(399d) Reprogramming Stem Cell Rejuvenation for Tissue Regeneration

Authors: 
Andreadis, S. T., University at Buffalo
Cardiovascular disease is the leading cause of mortality worldwide. Regarded as the therapeutic gold standard, treatment with autologous grafts suffers from several technical and patient-related risks. Tissue engineered small diameter blood vessels may provide a promising alternative solution as replacement grafts. We employed adult and induced pluripotent stem cells to engineer fully functional vascular grafts that were implanted into the arterial circulation of a pre-clinical ovine animal model, where they remained patent and underwent successful remodeling. We also engineered cell-free vascular grafts that were implanted successfully into the arterial system of adult as well as neonatal sheep. Most notably, as the animals grew, the grafts integrated fully into the native vasculature and increased in size (length and diameter), demonstrating their potential application for treatment of congenital pediatric disorders. Interestingly, we also discovered a novel mechanism of arterial graft endothelialization via transdifferentiation of hematopoietic stem cells under the guidance of biophysical and biochemical cues from the graft lumen and the arterial microenvironment.

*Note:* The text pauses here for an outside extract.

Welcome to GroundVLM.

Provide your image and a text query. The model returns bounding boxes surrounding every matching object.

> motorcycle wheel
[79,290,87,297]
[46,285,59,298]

During the course of our studies using mesenchymal stem cells (MSC) to engineer vascular grafts, we observed MSC originating from older donors suffer from limited proliferative capacity and significantly reduced myogenic differentiation potential. Notably, we developed a strategy to reverse the proliferation and differentiation potential of MSC from adult donors as well as to restore of ECM synthesis, actin polymerization and contractile function. In addition to MSC, we demonstrated that our strategy could “rejuvenate” senescent skeletal muscle progenitor cells (SkMC) and identified molecular pathways that are involved in this process. Our strategy ameliorated important hallmarks of aging in SkMC including improvement in genomic integrity, reversal of histone epigenetic marks, increased cellular energetics and ultimately reversed muscle regeneration in vitro as well as in vivo, in a novel mouse model that we developed in our laboratory. In summary, our work demonstrates the potential of molecular engineering strategies to reverse the effects of cellular aging and restore the potential of adult stem cells for use in cellular therapies and tissue regeneration.